6 novembre 2014
Texte : Luc Chaput
Au XVIe siècle, dans la France des guerres de religion, un comte protestant, devient par amitié pour la famille, le précepteur d’une aristocrate catholique mariée récemment contre son gré. Dans cette Princesse de Montpensier, adaptation pleine de bruit et de fureur de l’écrit éponyme de Madame de Lafayette par Bertrand Tavernier bien meilleure que l’accueil qui lui fut réservée lors de sa sortie, Lambert Wilson incarne avec une brillante retenue l‘idéal à la Montaigne d’intelligente émotion face à ces dérèglements des sens et des armes au nom de la religion triomphante quelle qu’elle soit. Son personnage du comte de Chabannes ancre ainsi pour le spectateur avisé un lieu où son regard peut se porter dans ce maelstrom.
Lambert est le fils de l’acteur français Georges Wilson, compagnon puis héritier de Jean Vilar au Théâtre National populaire et interprète dans Une aussi longue absence d’Henri Colpi, gagnant de la Palme d’or à Cannes. Il décide pourtant de suivre les cours à une académie londonienne de théâtre où il confirme ses talents en chant et en art dramatique et une facilité à jouer dans ces deux langues. Il construit donc sa carrière loin de son père qui préfère les mises en scène théâtrales amples d’œuvres modernes ou redécouvertes. La rétrospective par laquelle Cinemania lui rend hommage à la Cinémathèque québécoise montre bien l’étendue du talent de Lambert.
Dans La Vouivre d’après Marcel Aymé, Georges Wilson dirige son fils dans le rôle d’Arsène, un soldat revenant de guerre dans un petit village où il est un des rares jeunes hommes. Le passage au fantastique vers cette fée maléfique des marais devient trop littéral dans ce long métrage où les portraits de femmes sont pour la plupart très négatifs.

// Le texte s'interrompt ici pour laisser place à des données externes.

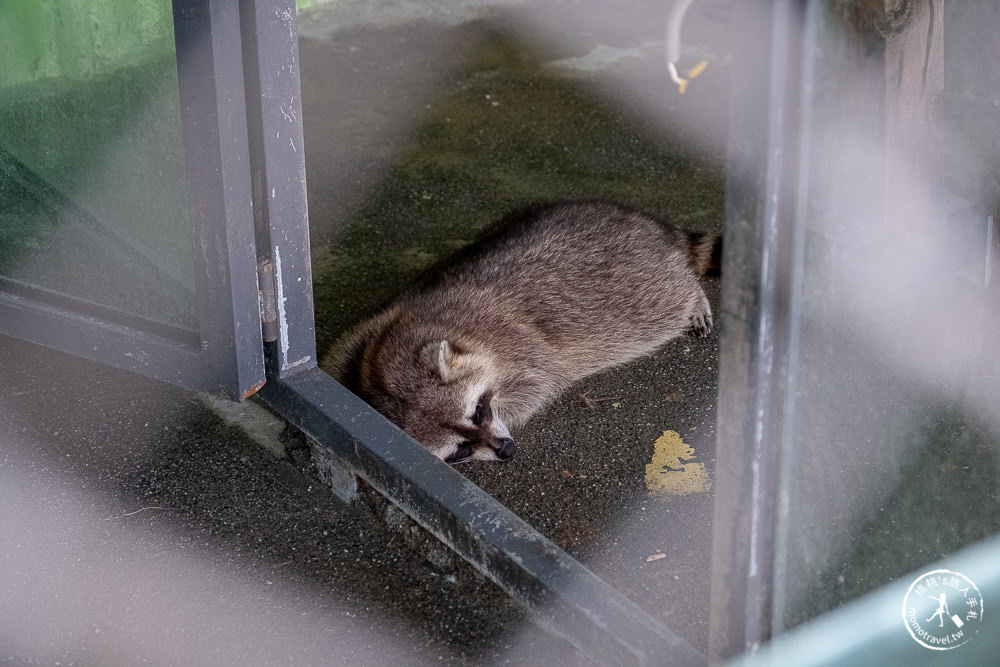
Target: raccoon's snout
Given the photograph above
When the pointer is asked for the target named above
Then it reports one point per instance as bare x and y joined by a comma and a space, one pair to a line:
505, 448
501, 449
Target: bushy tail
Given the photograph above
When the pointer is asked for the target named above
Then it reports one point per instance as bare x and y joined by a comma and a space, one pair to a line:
705, 253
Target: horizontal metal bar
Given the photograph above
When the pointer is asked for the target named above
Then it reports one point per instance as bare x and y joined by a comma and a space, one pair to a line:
564, 595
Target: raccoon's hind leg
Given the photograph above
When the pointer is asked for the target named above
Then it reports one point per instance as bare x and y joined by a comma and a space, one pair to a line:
701, 321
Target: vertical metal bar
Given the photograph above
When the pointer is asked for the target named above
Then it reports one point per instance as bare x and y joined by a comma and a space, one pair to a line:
758, 326
274, 116
210, 76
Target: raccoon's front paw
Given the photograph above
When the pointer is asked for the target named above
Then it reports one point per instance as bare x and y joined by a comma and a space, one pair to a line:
701, 323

La prestation remarquable du jeune acteur dans ce rôle d’ancien combattant traumatisé constitue donc le principal intérêt de cette incursion chaotique.

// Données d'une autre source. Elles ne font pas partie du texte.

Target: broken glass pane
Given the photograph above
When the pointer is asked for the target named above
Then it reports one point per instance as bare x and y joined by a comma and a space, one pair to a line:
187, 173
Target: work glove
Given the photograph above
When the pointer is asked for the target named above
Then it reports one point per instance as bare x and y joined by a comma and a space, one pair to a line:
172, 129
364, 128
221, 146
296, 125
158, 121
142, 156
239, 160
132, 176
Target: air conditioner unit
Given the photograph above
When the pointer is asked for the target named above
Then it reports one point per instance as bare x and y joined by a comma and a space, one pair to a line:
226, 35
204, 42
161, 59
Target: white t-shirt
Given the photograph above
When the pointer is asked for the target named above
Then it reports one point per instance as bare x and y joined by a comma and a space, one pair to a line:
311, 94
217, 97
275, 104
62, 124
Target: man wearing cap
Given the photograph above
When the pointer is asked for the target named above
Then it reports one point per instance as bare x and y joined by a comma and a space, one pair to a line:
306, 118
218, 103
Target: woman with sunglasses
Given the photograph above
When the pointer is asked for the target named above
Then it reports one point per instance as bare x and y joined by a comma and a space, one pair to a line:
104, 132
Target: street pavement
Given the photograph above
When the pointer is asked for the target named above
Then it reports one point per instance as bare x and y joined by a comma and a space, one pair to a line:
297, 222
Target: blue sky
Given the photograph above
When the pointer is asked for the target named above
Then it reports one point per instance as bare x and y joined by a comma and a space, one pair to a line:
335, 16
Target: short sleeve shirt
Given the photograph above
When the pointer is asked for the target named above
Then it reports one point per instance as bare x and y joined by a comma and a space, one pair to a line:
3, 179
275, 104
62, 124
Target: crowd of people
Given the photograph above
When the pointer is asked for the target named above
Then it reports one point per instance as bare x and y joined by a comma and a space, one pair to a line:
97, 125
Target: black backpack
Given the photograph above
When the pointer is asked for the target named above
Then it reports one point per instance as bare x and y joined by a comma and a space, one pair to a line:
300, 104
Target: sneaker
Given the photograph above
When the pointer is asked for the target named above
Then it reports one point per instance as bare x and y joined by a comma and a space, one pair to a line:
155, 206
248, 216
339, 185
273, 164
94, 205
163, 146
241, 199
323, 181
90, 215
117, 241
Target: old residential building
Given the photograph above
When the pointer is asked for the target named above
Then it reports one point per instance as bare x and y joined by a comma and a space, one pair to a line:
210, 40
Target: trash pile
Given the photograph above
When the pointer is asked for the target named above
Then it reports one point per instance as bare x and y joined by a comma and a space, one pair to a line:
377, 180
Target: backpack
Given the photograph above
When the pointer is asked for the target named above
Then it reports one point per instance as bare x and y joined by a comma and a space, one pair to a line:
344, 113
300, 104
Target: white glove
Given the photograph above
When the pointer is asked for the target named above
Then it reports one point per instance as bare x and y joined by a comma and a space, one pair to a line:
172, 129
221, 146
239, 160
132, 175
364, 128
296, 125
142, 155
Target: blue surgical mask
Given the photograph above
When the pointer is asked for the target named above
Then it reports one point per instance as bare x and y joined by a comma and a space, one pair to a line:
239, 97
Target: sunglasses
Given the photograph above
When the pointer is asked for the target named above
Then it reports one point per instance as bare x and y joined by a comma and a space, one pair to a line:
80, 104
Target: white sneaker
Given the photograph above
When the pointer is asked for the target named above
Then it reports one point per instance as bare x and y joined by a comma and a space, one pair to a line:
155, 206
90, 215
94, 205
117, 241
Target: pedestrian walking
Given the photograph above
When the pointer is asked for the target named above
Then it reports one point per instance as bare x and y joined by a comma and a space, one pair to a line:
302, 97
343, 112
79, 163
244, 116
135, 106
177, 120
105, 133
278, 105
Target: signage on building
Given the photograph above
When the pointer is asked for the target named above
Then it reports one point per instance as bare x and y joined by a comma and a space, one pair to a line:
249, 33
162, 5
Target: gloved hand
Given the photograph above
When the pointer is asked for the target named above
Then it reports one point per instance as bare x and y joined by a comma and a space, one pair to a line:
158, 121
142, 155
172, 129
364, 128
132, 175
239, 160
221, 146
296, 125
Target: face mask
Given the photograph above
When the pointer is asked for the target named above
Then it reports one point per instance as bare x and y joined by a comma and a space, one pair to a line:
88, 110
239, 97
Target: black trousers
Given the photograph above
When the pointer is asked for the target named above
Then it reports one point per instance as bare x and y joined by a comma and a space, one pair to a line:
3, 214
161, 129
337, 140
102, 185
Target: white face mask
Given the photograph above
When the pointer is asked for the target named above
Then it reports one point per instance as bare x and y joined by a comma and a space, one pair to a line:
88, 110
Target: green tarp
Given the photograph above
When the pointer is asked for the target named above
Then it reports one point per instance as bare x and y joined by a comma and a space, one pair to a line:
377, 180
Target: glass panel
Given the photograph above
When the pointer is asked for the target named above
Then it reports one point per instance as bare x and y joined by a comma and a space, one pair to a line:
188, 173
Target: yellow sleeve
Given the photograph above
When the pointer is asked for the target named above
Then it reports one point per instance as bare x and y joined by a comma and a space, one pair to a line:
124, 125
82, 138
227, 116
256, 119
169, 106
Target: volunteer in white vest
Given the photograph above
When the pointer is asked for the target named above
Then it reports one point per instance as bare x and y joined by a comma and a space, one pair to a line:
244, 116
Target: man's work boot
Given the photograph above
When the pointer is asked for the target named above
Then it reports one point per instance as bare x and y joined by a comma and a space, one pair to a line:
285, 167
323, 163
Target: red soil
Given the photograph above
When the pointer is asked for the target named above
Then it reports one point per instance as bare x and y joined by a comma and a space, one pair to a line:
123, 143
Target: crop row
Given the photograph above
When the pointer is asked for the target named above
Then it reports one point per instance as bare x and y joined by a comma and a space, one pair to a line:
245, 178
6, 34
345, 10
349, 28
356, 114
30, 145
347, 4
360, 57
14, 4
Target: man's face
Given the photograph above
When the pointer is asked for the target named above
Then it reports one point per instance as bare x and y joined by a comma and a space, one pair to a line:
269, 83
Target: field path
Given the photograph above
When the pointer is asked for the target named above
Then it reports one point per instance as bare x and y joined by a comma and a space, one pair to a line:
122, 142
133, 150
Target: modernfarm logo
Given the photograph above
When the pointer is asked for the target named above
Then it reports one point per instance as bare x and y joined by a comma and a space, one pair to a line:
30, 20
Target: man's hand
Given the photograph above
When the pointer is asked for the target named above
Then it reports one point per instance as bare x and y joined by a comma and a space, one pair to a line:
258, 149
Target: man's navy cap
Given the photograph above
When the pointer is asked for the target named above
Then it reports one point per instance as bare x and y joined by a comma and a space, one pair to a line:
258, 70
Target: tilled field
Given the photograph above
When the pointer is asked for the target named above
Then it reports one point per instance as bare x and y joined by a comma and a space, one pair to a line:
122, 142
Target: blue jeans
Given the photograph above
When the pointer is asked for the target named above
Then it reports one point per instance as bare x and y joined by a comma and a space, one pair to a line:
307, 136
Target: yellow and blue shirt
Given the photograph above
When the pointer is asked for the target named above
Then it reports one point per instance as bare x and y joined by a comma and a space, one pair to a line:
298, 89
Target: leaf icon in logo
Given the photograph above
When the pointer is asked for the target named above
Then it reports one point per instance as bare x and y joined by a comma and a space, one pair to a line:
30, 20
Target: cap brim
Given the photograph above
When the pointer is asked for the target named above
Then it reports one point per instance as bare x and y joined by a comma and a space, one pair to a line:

Lambert Wilson trouve par ailleurs chez Resnais un guide et un compagnon dans quatre films où il peut s’amuser de manière subtile à jouer avec son image dans une troupe de comédiens complices comme dans Pas sur la bouche, élégante adaptation d’une opérette française où Wilson chante et interprète un Américain guindé plus vrai que nature. Cette faculté à jouer avec son image ressort aussi dans son hommage à Céline Dion que rend son personnage du dictateur de la Palombie dans un des meilleurs moments de Sur la piste du Marsupilami, épisodefacilement visible sur Youtube.

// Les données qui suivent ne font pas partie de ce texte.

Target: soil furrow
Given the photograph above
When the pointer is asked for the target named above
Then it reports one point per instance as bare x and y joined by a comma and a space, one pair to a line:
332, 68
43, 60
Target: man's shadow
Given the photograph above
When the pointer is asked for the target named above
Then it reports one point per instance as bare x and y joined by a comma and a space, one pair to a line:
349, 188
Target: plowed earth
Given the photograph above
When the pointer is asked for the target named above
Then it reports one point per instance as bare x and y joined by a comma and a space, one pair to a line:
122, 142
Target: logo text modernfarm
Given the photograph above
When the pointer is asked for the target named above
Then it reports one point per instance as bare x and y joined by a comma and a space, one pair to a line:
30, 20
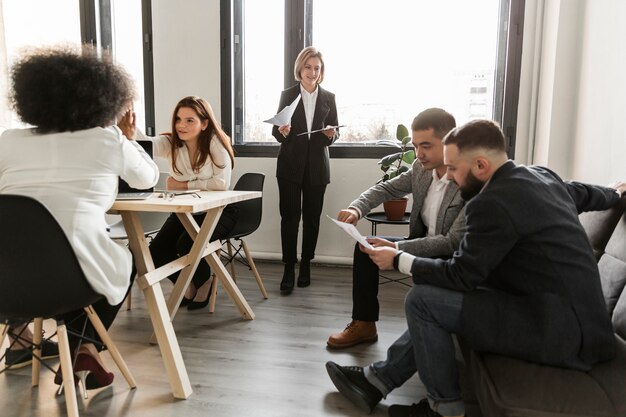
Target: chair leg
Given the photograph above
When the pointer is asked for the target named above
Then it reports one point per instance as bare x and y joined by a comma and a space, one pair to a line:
68, 373
259, 281
129, 298
37, 336
4, 330
213, 294
229, 245
111, 347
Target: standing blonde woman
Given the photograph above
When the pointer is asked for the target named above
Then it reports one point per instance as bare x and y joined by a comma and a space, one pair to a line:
303, 165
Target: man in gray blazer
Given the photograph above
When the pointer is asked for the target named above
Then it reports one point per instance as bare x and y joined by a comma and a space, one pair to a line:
524, 282
436, 226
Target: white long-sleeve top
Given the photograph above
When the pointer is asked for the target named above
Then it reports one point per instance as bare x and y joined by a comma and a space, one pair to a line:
210, 176
75, 176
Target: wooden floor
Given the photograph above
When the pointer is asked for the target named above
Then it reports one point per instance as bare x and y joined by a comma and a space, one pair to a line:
270, 366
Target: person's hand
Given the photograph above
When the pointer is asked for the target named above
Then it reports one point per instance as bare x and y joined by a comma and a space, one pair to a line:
330, 133
348, 216
620, 186
378, 242
128, 124
382, 256
173, 184
284, 130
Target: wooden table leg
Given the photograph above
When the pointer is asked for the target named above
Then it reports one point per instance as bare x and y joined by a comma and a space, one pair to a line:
230, 286
155, 301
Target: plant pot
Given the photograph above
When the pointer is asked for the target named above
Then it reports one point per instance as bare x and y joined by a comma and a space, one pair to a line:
394, 209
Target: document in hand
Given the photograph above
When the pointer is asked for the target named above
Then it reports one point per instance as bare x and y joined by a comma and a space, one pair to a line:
283, 117
352, 231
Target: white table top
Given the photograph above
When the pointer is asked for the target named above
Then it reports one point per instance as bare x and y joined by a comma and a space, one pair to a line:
185, 203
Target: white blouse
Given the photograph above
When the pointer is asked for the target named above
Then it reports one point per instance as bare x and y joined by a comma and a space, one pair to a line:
75, 176
209, 177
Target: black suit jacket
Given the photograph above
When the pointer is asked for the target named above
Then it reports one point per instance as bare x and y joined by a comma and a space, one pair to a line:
531, 281
296, 151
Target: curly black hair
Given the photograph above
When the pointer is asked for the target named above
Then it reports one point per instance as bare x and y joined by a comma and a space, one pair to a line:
59, 89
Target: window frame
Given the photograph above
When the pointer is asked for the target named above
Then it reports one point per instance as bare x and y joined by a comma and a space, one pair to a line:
299, 34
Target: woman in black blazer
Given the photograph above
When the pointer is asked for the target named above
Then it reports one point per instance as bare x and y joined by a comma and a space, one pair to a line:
303, 166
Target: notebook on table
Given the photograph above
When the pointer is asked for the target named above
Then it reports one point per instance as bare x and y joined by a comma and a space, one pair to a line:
125, 191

Court aussi tout au long de sa carrière des personnages poussés par leur implication sociale et leur sens du devoir comme l’Abbé Pierre qu’il fait plus qu’incarner dans Hiver 54 de Denis Amar ou bien entendu le père Christian, centre du film de Xavier Beauvois, Des hommes et des dieux sur la nécessité de témoigner par les actes autant que les paroles de la charité dans des circonstances difficiles. Lambert Wilson donnera aussi une classe de maître dans le cadre de cet hommage bien mérité.